Tuesday, August 18, 2015

Differences - SSIS

Control Flow vs Data Flow




Control Flow
Data Flow
Step
1st step for creating package
2nd step for creating package, it will be part of control flow
Made up of
Containers and tasks connected with precedence constraints
Source, transformation and destinations
About
It is about data preparation and managing the process
It is about ETL activities
Smallest unit
Task
Component
Data movement
It does not move the data from one task to another task
It moves the data from source to destination
Processing
Task1 has to be completed before Task2 begins
Multiple components can be processed at the same time
Count
Only 1 control flow is available
There can be multiple data flow tasks inside control flow
Error output
Explicit Error output is not there but it can be achieved by editing precedence constraint
Error output is available in source/transformation/destination



Introduction to Control Flow and Data Flow

Introduction

When someone learning the SSIS, he/she must face a common question like What is the difference between Control Flow and Data Flow. As the Control flow and the Data flow are two basic elements of SSIS.

We already get a glance about Control Flow and Data Flow in my previous article Understanding the BIDS and in this article now I am trying to differentiate between Control Flow and Data flow. Most of the SSIS developer spent a lot of time to dealing with these two elements.

So let's Start

When we open the Business Intelligence Development Studio or BIDS (in MS SQL Server 2005/2008 2008R2/SQL Server Denali (CTP3)) we find that there are two tabs in the name of Control Flow and Data Flow.



Control Flow

Control flow controls the package flow based on completions, success or tasks failure. The smallest units of the control flow are a task. It does not move data from one task to another. It just maintains the control of data flow. Tasks are run in series if connected with precedence or in parallel. Package control flow is made up of containers and tasks connected with precedence constraints to control package flow.



Data Flow

Data Flow deals with the Actual data movement. Here the multiple components can be process data at the same time. The smallest unit of the data flow is called components. The Data flow is made up of source (From where the data is collected, may be Excel, Flat file, FTP, SQL Server etc), Transform (Modification or manipulation of data, such as data type conversion, convert to smaller to upper etc) and the destination(where the data stores, may be SQL server etc).

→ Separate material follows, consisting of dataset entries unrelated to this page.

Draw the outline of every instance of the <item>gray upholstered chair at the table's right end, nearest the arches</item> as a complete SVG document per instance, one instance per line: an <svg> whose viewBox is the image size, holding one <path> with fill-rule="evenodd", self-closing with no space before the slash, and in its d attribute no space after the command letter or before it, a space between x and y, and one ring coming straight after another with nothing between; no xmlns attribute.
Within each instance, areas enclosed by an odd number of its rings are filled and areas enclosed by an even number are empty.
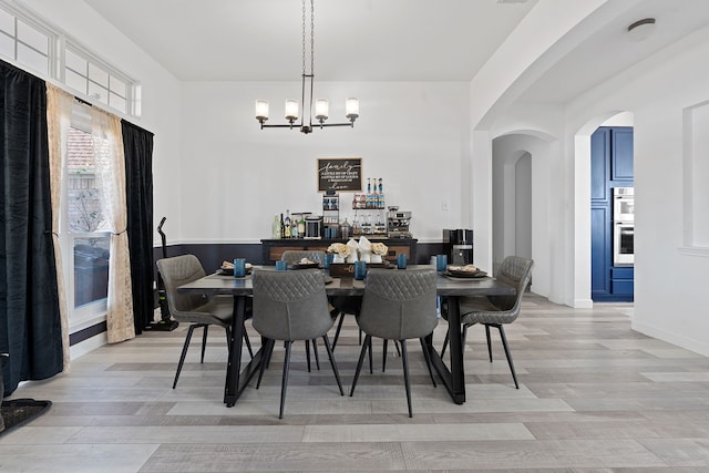
<svg viewBox="0 0 709 473"><path fill-rule="evenodd" d="M514 371L514 363L512 361L512 354L510 353L510 346L507 343L507 337L505 336L504 327L507 323L514 322L520 316L520 308L522 306L522 297L530 285L532 279L532 259L523 258L521 256L507 256L500 265L495 278L503 282L513 286L516 290L514 296L484 296L484 297L464 297L461 298L461 323L463 323L462 343L465 345L465 337L467 329L475 323L485 326L485 337L487 338L487 354L490 362L492 362L492 341L490 339L490 328L494 327L500 331L500 338L502 339L502 346L507 357L507 364L510 364L510 371L512 372L512 379L514 385L520 389L517 383L517 374ZM445 308L441 310L441 316L448 320L448 311ZM441 349L441 357L445 352L449 338L445 335L443 341L443 348Z"/></svg>

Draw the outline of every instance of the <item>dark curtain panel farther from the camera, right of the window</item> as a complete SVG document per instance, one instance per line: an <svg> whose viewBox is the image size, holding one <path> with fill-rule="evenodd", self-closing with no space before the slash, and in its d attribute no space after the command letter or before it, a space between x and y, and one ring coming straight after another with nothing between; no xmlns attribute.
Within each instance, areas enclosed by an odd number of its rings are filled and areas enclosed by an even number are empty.
<svg viewBox="0 0 709 473"><path fill-rule="evenodd" d="M123 120L135 333L153 321L153 134Z"/></svg>

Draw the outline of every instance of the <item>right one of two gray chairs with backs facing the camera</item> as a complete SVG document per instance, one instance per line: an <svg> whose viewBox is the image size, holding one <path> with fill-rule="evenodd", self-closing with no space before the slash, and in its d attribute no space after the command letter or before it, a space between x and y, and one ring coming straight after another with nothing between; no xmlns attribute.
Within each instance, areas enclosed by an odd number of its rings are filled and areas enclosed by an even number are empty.
<svg viewBox="0 0 709 473"><path fill-rule="evenodd" d="M357 319L366 337L350 395L354 394L367 350L369 350L371 358L372 337L397 340L401 346L409 417L413 417L407 340L418 338L421 342L429 374L435 385L431 359L424 342L424 337L431 335L438 325L435 281L436 274L433 269L408 269L405 271L370 269L367 273L362 308Z"/></svg>

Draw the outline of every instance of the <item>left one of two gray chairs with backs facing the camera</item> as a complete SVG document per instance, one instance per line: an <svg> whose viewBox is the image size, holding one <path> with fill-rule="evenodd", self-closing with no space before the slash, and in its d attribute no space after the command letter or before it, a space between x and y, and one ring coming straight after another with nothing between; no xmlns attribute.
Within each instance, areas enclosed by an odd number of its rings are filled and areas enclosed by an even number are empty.
<svg viewBox="0 0 709 473"><path fill-rule="evenodd" d="M290 348L296 340L322 338L330 359L340 395L345 395L337 363L330 349L328 330L332 328L332 317L328 310L325 290L325 276L318 269L299 271L255 270L254 282L254 329L266 338L265 359L261 361L258 383L274 350L275 340L286 345L284 374L280 388L280 413L284 418L288 371L290 369Z"/></svg>

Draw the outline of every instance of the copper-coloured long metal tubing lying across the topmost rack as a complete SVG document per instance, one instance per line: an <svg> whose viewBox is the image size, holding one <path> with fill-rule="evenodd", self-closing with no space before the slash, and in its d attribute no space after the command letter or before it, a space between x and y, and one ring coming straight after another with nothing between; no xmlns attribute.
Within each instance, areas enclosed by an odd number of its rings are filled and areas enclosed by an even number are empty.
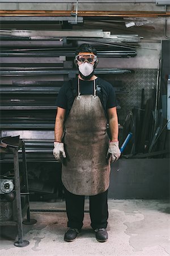
<svg viewBox="0 0 170 256"><path fill-rule="evenodd" d="M73 16L75 11L0 10L1 16ZM78 11L78 16L159 17L170 16L170 11Z"/></svg>

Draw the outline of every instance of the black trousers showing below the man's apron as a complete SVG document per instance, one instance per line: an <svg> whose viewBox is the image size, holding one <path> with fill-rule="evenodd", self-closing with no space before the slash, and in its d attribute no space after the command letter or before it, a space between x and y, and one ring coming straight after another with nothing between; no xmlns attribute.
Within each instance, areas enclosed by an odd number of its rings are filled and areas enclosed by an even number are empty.
<svg viewBox="0 0 170 256"><path fill-rule="evenodd" d="M90 199L90 218L91 226L96 228L107 228L108 220L108 191L95 196L89 196ZM78 196L70 193L65 188L66 211L69 228L81 229L84 218L84 196Z"/></svg>

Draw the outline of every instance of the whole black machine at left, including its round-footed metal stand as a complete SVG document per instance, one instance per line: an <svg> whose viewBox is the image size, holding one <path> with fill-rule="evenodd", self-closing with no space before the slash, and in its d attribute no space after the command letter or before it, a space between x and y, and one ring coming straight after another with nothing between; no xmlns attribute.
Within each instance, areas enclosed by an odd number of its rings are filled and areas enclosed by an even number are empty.
<svg viewBox="0 0 170 256"><path fill-rule="evenodd" d="M22 148L22 167L19 165L18 151ZM24 247L29 245L29 241L23 240L23 224L35 224L36 220L30 219L29 192L27 177L27 162L25 157L25 145L19 136L1 138L0 156L1 167L5 160L5 154L13 155L14 168L4 172L1 168L0 176L0 225L17 225L18 241L15 246ZM27 220L23 218L27 214Z"/></svg>

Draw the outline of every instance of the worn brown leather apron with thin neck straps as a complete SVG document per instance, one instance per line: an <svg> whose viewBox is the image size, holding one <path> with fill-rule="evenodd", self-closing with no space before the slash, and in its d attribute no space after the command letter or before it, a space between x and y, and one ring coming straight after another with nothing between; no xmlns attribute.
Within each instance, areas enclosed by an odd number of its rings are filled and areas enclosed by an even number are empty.
<svg viewBox="0 0 170 256"><path fill-rule="evenodd" d="M111 159L106 155L109 146L107 118L100 98L94 95L78 96L65 122L63 137L66 158L62 163L62 183L74 195L97 195L109 187Z"/></svg>

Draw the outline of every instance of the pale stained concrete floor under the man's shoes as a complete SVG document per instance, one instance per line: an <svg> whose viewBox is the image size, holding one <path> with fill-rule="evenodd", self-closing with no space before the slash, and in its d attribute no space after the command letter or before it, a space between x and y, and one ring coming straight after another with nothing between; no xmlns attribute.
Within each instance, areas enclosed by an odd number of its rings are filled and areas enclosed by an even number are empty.
<svg viewBox="0 0 170 256"><path fill-rule="evenodd" d="M24 239L29 245L15 247L16 227L2 226L0 255L170 255L169 201L109 200L108 204L109 240L105 243L96 241L89 213L85 213L78 238L65 242L66 213L31 212L37 223L23 225ZM31 209L65 209L65 202L31 202Z"/></svg>

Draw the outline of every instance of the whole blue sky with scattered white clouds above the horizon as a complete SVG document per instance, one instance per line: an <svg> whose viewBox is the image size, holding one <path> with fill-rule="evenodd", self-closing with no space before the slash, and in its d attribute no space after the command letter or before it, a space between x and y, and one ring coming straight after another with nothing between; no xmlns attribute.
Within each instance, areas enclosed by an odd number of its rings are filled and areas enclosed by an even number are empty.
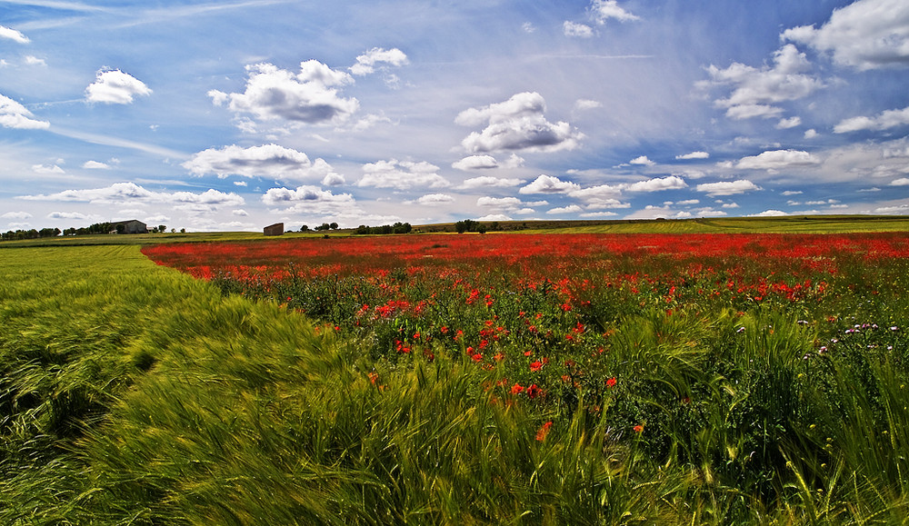
<svg viewBox="0 0 909 526"><path fill-rule="evenodd" d="M0 0L0 231L909 213L905 0Z"/></svg>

So we can tell that the data flow is the child of the control flow. A SSIS package at least contains a control flow. Control Flow may or may not required a data flow.

Real life Example

Don't be afraid the bookish things. To understand it properly, here I am mention a simple scenario or story.
A post man named xyz deliver the postage door to door. Let's assume, he has 3 letter for person –A , B and C. Here he person B address is far from post office. The Person B address is between A and C and Person C address is near the post office. So the postman decide to go to the Person B address first and provide him the letter, then the person B and at the end person C.

Here the decision taken by the postmen how to distribute the postage material is the Control Flow and actual handover the postage material is the Data Flow.